Odpuściłam więc związki. Z całych sił staram się być dobrą matką. Moje dzieci mają 10 i 12 lat. Trochę za późno, by wyciągać wnioski. A jednak. Rozmawiam z innymi matkami DDA. Wiele z nich powtarza to samo:
- Nasz problem to KRZYK. Mimo, że same byłyśmy wielokrotnie ofiarami przemocy, nie potrafimy opanować złości wobec naszych dzieci. Nikt nas nie nauczył efektywnie odliczać do dziesięciu. Krzyczymy. Zdarza nam się dać klapsa. Żałujemy tego i stale..
- ...Czujemy się WINNE. Wina to nasza siostra bliźniaczka. Pojawia się jak zgrabna klamra we wszystkich sytuacjach, w których zawodzimy. A ponieważ zawodzimy stale kogoś, głównie siebie, to na pewno każdego dnia spoglądamy w jej wredną twarz.
- Jesteśmy NADOPIEKUŃCZE. Ponieważ
wychowano nas, by ratować innych, potrzeba opieki jest naturalna i bardzo rozwinięta. Wynagradzamy dzieciom to, czego same nie miałyśmy. Kupujemy za dużo i za często. Niewiele wymagamy. Nie uczymy dzieci samodzielności. Żyjemy z nimi w symbiozie.
- Jesteśmy NIESTABILNE. Wpadamy łatwo w euforię, a za chwilę w złość lub smutek. Przytulamy zachwycone dziecko, by za chwilę być nim zirytowane i je odrzucić. Czujemy się winne, więc znów przytulamy. Przepraszamy, a ono nie wie za co. My czasami też nie.
- Bywamy NIEDOJRZAŁE. Mylą nam się konta bankowe, wyłączają nam telefon, Internet i jesteśmy ostatnimi, które zmienią opony za zimowe. Jeździmy bez przeglądu technicznego. Zapominamy dać o odpowiedniej porze leki.
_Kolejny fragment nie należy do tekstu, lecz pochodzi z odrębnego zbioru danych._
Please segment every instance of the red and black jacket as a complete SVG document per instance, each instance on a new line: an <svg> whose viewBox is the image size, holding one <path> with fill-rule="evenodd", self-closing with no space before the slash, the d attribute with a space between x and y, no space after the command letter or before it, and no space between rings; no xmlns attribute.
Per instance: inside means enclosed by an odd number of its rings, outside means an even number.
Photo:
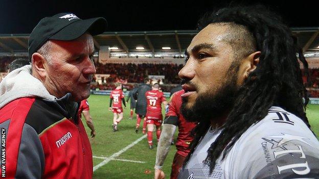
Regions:
<svg viewBox="0 0 319 179"><path fill-rule="evenodd" d="M77 117L78 104L70 101L71 96L55 100L23 97L0 109L6 178L92 177L89 141Z"/></svg>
- Lubimy RYZYKO. Jeździmy za szybko samochodem, bywa, że nie przeszkadzają nam dwa wypite kieliszki wina. Lubimy seks i często zmieniamy partnerów.
- Nasze dzieci nie znają pojęcia „stały związek“. Raczej myślą, że istnieje świat miłości między kobietą i mężczyzną poza ich domem. Ich mama kocha tylko je. My matki DDA jesteśmy nauczone, że kocha się tylko rodziców i dzieci. PARTNERÓW SIĘ NIE KOCHA.
- Na co dzień mamy przylepione uśmiechy, które mówią, że „WSZYSTKO JEST W PORZĄDKU“ (recytujemy to od dzieciństwa jak wierszyk Brzechwy), ale jest w nas głęboko smutek. Ten smutek oddziela nas od ludzi. Dzieci to czują i wykrzywiają nam palcami kąciki ust. Nie lubią tych momentów, gdy nas tracą.
- Mamy takie myśli, że nie nadajemy się na matki. Że nigdy nie powinnyśmy nimi być. Stale martwimy się, że dzieci zapłacą za tą decyzję.
Mam 40 lat i bardzo kocham moje dzieci. Właściwie moje życie nie miałoby sensu, gdyby nie one. Mój terapeuta mówił, że to nieprawda i kazał mi wymieniać inne powody. Praca, przyjaciele, podróże, wspinaczka, którą kocham, pies. Prawda jest taka, że z wymienionych rzeczy, tylko pies dla mnie cokolwiek znaczy.
Trochę wyszło jak monolog desperatki, której matka chlała. Może właśnie nią jestem, a może po prostu chcę powiedzieć, że bardzo się staram i że moje dzieci dużo się śmieją.
I wyglądają na szczęśliwe. Ostatnio graliśmy w scrabble i ktoś ułożył słowo „kocham“. Rzadko czuję miłość. Wszystko mi się myli w tym temacie. Ale dzieci kocham. Słowo honoru.